El sargento disminuyó un poco más la velocidad.
– No, no he sabido nada… Pero esta mañana no te conté otra cosa que pasó ayer. Me citaron para hoy a las tres los de Investigaciones Internas…
– Y esa gente, ¿qué cosa es lo que quiere contigo?
Manuel Palacios movió la cabeza y el Conde observó que se secaba el sudor de las manos en el pantalón.
– No sé, de verdad que no sé.
El Conde miró hacia la calle, cada vez más llena de baches, los latones desbordados de basura, las casas carcomidas por el salitre y la desidia.
– Si no tienes ningún lío, no te preocupes, pero ten cuidado con lo que dices, ¿está bien?

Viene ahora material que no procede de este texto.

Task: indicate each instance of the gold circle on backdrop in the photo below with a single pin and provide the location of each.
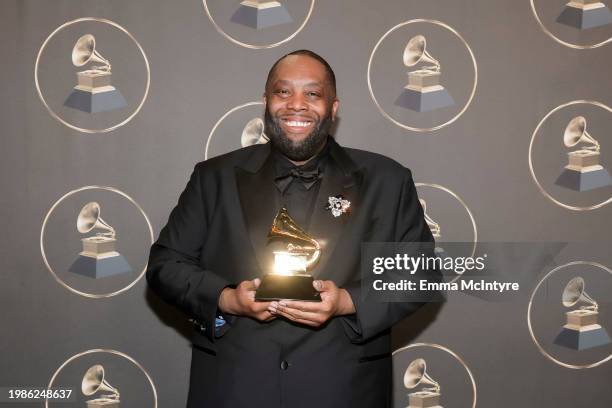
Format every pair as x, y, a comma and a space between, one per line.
531, 170
467, 46
44, 255
254, 46
557, 39
55, 115
531, 333
107, 351
229, 112
467, 209
453, 354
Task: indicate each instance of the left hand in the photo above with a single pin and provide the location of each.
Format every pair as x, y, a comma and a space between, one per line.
334, 302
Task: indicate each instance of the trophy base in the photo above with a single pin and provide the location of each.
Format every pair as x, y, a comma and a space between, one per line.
425, 100
583, 339
94, 102
98, 268
103, 403
584, 181
583, 18
261, 17
289, 287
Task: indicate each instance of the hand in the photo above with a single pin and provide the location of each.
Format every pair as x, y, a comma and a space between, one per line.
334, 302
241, 301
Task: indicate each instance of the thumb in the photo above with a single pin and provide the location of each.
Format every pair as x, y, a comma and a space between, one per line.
321, 285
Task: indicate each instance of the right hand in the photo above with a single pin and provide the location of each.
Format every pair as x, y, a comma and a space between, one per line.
241, 301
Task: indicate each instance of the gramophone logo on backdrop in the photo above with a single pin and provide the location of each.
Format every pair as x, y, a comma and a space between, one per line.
435, 229
99, 258
92, 75
583, 171
582, 330
91, 369
416, 375
94, 381
421, 368
93, 92
261, 14
583, 14
423, 92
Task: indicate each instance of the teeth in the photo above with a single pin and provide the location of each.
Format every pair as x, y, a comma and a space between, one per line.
297, 124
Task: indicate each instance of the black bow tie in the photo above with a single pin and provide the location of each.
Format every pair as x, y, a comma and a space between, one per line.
308, 178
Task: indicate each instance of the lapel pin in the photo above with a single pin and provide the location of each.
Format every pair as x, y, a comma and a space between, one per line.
337, 205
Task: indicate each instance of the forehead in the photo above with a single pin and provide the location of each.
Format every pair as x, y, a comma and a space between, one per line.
300, 68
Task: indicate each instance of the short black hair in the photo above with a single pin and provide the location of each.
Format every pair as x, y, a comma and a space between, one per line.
328, 70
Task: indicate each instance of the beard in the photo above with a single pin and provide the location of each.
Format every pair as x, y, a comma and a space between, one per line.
298, 150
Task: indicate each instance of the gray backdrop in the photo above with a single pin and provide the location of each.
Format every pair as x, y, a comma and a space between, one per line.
197, 76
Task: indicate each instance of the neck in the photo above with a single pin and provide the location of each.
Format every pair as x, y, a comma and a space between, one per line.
299, 163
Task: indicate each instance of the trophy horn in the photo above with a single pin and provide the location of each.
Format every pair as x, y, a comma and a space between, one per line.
283, 226
94, 381
89, 219
575, 132
416, 51
434, 227
416, 374
253, 133
574, 292
84, 51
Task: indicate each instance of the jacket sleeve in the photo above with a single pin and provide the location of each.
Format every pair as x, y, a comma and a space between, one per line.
372, 317
174, 272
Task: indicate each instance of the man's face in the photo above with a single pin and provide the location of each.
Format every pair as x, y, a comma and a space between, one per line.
300, 107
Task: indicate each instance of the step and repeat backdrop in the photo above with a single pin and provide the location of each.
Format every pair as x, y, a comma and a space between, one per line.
500, 108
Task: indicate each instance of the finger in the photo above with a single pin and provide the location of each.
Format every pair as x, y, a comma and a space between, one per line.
291, 317
295, 314
324, 285
313, 307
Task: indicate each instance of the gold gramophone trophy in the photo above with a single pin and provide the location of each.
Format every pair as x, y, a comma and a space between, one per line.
98, 259
93, 92
253, 133
94, 381
423, 92
261, 14
583, 14
581, 331
583, 171
416, 375
290, 279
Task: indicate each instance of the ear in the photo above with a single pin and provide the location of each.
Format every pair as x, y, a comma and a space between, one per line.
335, 106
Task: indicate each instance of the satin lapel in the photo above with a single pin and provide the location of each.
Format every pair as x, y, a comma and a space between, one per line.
258, 201
324, 227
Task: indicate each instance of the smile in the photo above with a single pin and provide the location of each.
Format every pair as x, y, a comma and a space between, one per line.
292, 125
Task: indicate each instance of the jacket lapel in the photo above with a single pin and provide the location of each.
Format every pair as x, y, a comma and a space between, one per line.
258, 200
341, 177
256, 189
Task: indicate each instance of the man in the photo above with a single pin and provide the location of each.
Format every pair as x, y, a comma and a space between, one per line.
210, 257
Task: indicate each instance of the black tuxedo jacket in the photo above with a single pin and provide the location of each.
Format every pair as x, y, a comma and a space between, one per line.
216, 236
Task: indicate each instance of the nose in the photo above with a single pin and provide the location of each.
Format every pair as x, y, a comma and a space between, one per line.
297, 102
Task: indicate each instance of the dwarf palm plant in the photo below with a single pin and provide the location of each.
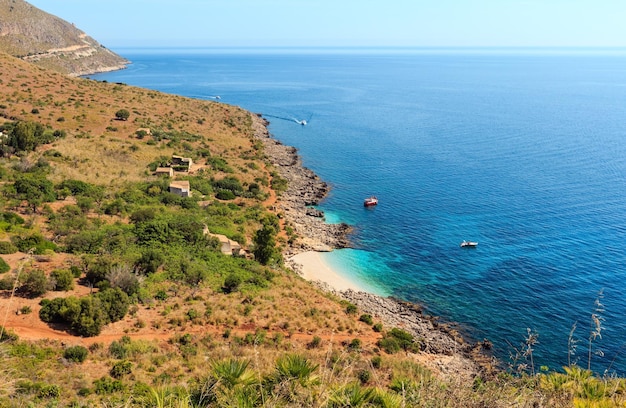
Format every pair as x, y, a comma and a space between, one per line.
352, 395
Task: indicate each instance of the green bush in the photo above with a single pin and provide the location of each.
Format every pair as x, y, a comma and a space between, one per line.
35, 241
366, 318
34, 283
231, 283
315, 342
351, 309
7, 248
121, 368
4, 267
225, 195
106, 385
77, 354
62, 279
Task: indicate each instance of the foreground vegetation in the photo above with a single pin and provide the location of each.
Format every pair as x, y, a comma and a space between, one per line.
115, 291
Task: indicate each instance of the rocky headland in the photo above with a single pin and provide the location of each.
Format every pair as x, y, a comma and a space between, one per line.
443, 347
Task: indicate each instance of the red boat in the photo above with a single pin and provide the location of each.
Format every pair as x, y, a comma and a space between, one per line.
370, 201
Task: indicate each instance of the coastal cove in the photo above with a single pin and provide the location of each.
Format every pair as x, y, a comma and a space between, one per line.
521, 152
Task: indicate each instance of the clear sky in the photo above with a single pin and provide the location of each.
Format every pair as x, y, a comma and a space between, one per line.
417, 23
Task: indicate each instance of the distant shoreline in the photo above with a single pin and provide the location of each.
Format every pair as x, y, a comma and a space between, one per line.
445, 347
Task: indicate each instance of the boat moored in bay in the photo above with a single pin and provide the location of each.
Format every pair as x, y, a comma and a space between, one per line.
370, 201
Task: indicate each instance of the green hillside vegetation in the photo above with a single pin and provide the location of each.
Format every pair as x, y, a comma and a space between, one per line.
120, 298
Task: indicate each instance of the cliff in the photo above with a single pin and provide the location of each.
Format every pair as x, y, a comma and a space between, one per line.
35, 36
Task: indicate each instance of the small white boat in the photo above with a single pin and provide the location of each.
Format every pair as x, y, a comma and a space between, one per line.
370, 201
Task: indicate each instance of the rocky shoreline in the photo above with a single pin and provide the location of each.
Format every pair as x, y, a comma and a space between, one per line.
449, 351
304, 190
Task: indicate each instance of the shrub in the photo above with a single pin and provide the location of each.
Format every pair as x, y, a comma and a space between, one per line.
4, 267
7, 335
355, 344
34, 241
377, 362
62, 279
366, 318
231, 283
34, 283
121, 368
7, 248
122, 114
364, 376
315, 342
49, 391
397, 339
77, 354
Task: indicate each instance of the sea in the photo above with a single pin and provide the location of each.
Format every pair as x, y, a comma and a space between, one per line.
520, 150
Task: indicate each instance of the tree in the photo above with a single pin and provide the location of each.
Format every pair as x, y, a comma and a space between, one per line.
265, 241
35, 190
26, 136
122, 114
35, 283
62, 279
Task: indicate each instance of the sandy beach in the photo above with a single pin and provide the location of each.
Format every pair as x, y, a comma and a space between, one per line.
445, 348
313, 268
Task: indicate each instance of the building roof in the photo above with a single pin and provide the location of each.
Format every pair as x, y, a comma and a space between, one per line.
180, 184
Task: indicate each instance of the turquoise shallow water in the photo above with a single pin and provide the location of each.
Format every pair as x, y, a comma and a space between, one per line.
523, 152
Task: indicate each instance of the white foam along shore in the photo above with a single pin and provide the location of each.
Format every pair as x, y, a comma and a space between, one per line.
315, 269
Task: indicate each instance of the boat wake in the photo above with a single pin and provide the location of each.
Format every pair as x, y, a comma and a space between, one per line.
302, 122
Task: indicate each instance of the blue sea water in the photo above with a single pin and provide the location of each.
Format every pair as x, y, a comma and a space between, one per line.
524, 152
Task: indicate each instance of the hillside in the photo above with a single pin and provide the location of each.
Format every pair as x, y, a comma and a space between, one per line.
48, 41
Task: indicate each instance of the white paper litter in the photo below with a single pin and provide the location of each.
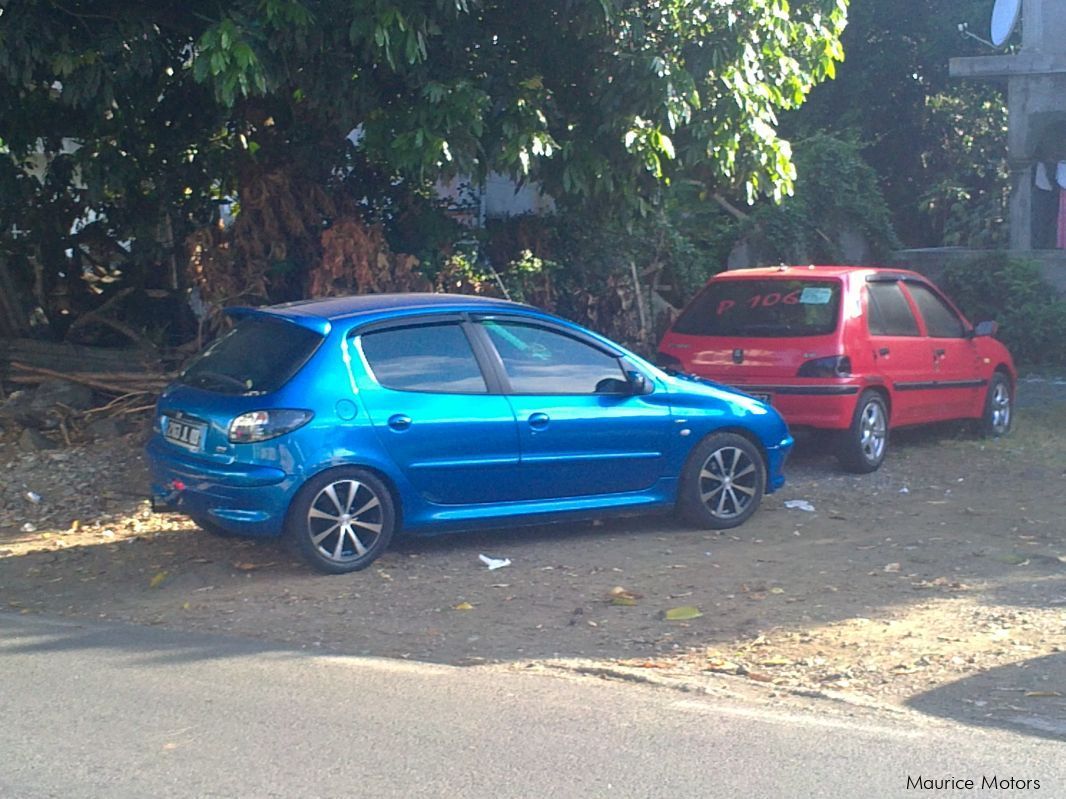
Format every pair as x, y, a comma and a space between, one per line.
495, 563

Tú no eres comemierda, Manolo, así que piensa cada respuesta… Pero no cojas barrenillo con eso, debe de ser alguna bobería.
– Está bien, Conde. Qué calor, ¿no?
En el Malecón, a esa hora limpia de la mañana, se congregaban los pescadores con la magra esperanza de que la suerte les pusiera en el anzuelo un lindo ejemplar, capaz de darle una justificada alegría a la mesa familiar. Al ver aquellas siluetas sobre el mar en calma, el Conde los envidió. Sabía que era más saludable para la vida estar allí, con el cordel en el agua y la mente ocupada sólo en el pez posible y en la comida soñada, y no en sucesivas historias de muertes, robos, desfalcos, violaciones, agresiones mayores y menores -que también podían salvarlo de morir de tedio, pensó- y, para colmo, pesquisas de Investigaciones Internas que parecían destinadas a sacar a la luz historias que el Conde ni se imaginaba y que ya le habían costado sus puestos a varios de sus compañeros. ¿Me sacarán algo a mí?, pensó y trató de recordar algún acto punible en su carrera. Quién sabe… ¿Y Maruchi?, ¿qué coño habrá pasado con ella?